Efficient identification of sawn timber species is conducive to promoting the rational classification and use of sawn timber, maximizing the value of sawn timber and reducing wood resources waste. In this paper, the attention mechanism and spatial pyramid convolution strategy were used to improve the ResNet101 network, so that the image information was completely input into the model and the effective focus area was obtained. The support vector machine was used to replace the linear classifier to identify the features extracted by the convolution layer. Finally, the identification accuracy of sawn timber was improved to more than 99%, and the identification performance between various types was more balanced.

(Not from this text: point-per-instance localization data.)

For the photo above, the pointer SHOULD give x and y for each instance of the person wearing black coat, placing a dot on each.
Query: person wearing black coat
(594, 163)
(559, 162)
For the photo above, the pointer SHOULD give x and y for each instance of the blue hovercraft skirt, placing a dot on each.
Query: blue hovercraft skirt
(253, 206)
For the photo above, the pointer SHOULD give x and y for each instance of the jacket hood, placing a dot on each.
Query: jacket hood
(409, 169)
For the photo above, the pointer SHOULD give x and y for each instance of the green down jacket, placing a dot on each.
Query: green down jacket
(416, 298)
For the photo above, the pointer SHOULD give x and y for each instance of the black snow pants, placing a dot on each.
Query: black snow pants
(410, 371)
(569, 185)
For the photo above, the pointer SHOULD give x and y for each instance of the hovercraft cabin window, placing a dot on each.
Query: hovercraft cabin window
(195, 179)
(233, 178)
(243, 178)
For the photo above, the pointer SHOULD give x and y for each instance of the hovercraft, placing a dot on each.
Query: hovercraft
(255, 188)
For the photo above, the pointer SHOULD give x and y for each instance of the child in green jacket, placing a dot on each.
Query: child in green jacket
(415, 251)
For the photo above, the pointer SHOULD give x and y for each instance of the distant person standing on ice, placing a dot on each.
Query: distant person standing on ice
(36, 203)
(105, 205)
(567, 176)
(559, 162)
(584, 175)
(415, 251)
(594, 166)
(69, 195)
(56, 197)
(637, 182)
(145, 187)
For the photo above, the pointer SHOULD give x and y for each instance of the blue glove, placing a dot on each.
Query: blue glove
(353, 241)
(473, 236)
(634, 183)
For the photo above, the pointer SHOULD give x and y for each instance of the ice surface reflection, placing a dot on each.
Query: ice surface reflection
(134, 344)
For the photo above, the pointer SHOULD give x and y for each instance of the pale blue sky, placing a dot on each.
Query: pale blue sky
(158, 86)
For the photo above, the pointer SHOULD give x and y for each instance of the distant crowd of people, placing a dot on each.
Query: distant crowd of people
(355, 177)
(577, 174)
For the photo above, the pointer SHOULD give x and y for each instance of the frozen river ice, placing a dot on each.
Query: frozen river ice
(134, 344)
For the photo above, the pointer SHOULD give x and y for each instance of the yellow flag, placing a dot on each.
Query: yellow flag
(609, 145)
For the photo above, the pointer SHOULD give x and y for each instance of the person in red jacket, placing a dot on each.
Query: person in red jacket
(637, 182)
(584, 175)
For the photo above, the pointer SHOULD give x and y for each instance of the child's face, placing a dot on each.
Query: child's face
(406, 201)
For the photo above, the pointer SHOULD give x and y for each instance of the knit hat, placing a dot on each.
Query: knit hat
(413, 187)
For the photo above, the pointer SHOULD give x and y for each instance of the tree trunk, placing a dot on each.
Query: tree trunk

The method described in this paper can effectively solve the identification problem of sawn timber, but the parameters are too many, and the convolution neural network has a large amount of calculation, long operation time and poor real-time performance, which cannot be applied to the factory manufacturing end. It is necessary to explore a lighter and lighter deep learning feature extraction model, which can ensure the high performance of identification, shorten the operation time, improve the real-time performance of recognition, effectively meet the needs of the sawn timber manufacturing industry, and accelerate the development of the industry to intelligent manufacturing.